It’s nearly eight years since The Long Blondes ceased to be. It wouldn’t really be right to call it a split, because that suggests some dramatic fault line in terms of personality or creativity, when in fact it was just the cruel arbitrariness of fate that put paid to Sheffield’s shining stars of the 00s. Dorian Cox’s stroke left him unable to play guitar, and rather than throw herself back into a scene that would’ve graciously embraced her, Kate Jackson instead took a step back, moved to Rome and became a painter, specialising in architectural paintings.
In actual fact, she announced her intention to put out her own record back at the time of the split, in 2008, but only now has she made it so, with the help of Bernard Butler. Good things come to those who wait – ‘British Road Movies’ is a ferocious skewering of the last decade of rank-and-file synthpop that’s largely comprised the British indie-pop scene since Jackson disappeared.
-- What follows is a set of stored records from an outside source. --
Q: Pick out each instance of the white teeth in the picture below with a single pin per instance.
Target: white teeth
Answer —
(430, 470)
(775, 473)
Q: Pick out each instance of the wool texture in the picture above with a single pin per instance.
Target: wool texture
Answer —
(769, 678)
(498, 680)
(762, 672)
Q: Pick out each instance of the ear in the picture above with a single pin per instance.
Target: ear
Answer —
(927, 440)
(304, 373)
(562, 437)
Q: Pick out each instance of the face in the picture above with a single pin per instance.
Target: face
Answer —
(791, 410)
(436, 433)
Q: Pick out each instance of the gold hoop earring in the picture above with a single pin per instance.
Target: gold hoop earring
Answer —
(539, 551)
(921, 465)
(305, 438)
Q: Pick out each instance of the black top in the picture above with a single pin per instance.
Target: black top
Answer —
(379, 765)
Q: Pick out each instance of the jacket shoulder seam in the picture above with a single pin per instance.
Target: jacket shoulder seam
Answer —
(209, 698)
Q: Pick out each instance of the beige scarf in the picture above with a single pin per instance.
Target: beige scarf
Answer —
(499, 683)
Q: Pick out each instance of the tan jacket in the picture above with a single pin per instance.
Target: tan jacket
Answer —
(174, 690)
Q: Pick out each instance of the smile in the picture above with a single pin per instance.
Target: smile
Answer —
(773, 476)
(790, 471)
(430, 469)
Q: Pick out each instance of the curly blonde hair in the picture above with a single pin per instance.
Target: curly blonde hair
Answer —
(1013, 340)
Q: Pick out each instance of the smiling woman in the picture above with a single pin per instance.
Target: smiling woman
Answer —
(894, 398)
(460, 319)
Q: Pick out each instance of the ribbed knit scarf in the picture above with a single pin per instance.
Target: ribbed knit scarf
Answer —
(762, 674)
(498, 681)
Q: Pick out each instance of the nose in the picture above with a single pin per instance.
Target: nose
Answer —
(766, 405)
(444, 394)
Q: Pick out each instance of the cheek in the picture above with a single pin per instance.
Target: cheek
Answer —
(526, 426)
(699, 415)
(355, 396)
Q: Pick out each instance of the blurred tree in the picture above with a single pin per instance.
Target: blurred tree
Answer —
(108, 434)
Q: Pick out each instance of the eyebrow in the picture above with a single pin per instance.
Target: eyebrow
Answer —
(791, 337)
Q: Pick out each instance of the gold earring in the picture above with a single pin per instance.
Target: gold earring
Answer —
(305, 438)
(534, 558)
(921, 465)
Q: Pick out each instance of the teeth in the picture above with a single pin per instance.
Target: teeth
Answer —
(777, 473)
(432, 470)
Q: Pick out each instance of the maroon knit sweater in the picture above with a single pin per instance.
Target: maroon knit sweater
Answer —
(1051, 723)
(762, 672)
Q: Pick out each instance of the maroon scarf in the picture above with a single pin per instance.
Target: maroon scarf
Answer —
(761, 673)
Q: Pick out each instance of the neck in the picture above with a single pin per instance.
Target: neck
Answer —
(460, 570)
She’s as romantic (and British) as ever, too, in that deep vocal and also her theory behind these songs – why should it only be American roads that dominate popular music? British roads can be just as cinematic. Opener ‘The End of Reason’ sets the tone, boundlessly energetic, and everything else just falls in line – ‘Metropolis’ so playful and bouncy, ‘Stranded’ so sharply melodic, and ‘British Road Movies’ such a short sharp shock to the core of British indie pop.